Camille no quería explicarle por teléfono que llevaba el corazón de un desgraciado. De un hombre que había secuestrado y tal vez asesinado a doce chicas.

—Sus caminos se cruzaron en el pasado —se limitó a responder—. Sabes perfectamente hasta qué punto todo esto me tiene con el corazón en un puño.

—Nunca mejor dicho.

—Boris… Quiero agradecerte de verdad todo lo que estás haciendo por mí.

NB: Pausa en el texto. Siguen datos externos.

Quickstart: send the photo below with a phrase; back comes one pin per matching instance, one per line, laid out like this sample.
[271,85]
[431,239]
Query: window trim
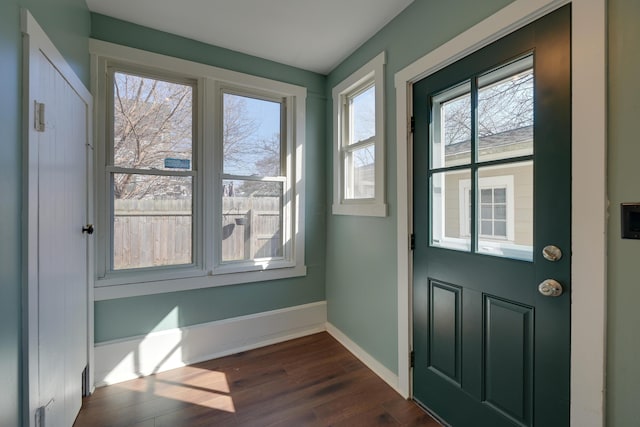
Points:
[372,73]
[205,271]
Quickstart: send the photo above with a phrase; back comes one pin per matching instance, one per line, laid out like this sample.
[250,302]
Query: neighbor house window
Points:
[359,142]
[199,175]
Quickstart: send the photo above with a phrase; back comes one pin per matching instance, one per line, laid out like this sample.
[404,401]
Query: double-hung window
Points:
[199,175]
[359,142]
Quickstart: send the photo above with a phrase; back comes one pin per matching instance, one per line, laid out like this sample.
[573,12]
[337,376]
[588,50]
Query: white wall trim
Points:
[126,359]
[378,368]
[35,40]
[588,315]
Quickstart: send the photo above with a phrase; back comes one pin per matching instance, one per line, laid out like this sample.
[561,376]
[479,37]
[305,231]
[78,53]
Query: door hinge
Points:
[41,412]
[38,116]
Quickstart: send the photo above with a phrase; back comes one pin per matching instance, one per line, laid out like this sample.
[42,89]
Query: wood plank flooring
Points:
[311,381]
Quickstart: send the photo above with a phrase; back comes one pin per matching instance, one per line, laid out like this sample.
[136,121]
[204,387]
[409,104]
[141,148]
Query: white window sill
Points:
[105,289]
[361,209]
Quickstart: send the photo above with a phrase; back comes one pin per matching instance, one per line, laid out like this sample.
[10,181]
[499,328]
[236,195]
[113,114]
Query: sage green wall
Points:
[361,251]
[126,317]
[623,358]
[67,24]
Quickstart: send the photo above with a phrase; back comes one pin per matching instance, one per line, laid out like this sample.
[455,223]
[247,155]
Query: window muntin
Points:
[359,142]
[150,171]
[483,128]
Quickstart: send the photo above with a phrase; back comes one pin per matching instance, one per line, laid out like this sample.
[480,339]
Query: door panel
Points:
[491,189]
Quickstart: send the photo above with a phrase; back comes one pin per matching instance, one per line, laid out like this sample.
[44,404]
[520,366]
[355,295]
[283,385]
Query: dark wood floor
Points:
[310,381]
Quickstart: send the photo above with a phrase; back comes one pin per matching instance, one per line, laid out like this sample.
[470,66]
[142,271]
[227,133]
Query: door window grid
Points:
[448,154]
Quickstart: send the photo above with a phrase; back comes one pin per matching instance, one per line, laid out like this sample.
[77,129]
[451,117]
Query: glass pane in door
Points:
[451,123]
[505,111]
[449,210]
[505,210]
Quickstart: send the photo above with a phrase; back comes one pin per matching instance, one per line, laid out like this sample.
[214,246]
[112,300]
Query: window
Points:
[359,142]
[199,174]
[496,208]
[149,170]
[481,163]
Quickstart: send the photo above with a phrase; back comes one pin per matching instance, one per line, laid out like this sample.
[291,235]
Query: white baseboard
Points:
[378,368]
[122,360]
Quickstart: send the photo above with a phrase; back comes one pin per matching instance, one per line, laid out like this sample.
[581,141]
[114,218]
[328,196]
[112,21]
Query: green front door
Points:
[492,211]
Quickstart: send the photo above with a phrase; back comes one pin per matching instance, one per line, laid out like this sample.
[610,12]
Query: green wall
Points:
[623,358]
[361,252]
[67,24]
[126,317]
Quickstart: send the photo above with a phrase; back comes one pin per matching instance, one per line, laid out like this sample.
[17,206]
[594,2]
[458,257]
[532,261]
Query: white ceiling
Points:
[315,35]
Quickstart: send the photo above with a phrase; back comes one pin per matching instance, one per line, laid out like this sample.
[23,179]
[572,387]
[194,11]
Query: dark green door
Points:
[492,212]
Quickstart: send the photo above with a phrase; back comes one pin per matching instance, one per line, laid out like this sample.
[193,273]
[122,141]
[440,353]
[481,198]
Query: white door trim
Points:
[35,41]
[589,206]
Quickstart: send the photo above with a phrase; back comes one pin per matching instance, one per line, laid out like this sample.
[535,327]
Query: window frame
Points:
[370,74]
[206,270]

Se oyó un ligero suspiro al otro lado.

—Está bien —replicó Boris—. Ya me invitarás a comer en la cantina de los oficiales cuando vuelvas.

Camille esbozó una leve sonrisa.

—Yo diría que te has ganado incluso un restaurante. Con opción de bolera después si es que tienes noticias de esa tal Marina.

—Pues sí, las tengo, por eso te llamaba. Suerte que me las apaño bastante bien con el español. El funcionario del ayuntamiento con el que he hablado hace un rato ha localizado a tres Marinas con domicilio en Matadepera, pero una sola que pueda coincidir por edad. Se llama Marina López y tiene cincuenta y ocho años…

Camille se fijó, con el teléfono pegado a la oreja, en dos siluetas inmóviles que había a lo lejos, a su derecha.

—… Según el tipo del ayuntamiento, la tal Marina ha sido siempre un poquito corta de entendederas —continuó Boris—. Parece ser que hace unos meses la internaron en el hospital psiquiátrico de Mataró, una ciudad a unos treinta kilómetros de Barcelona. Se la llevaron de su casa medio muerta. Al parecer se había herido expresamente con una podadera que aún tenía en la mano cuando la encontraron. Pero lo más curioso no es eso, sino la fecha de ingreso en el psiquiátrico. El 15 de febrero de 2012.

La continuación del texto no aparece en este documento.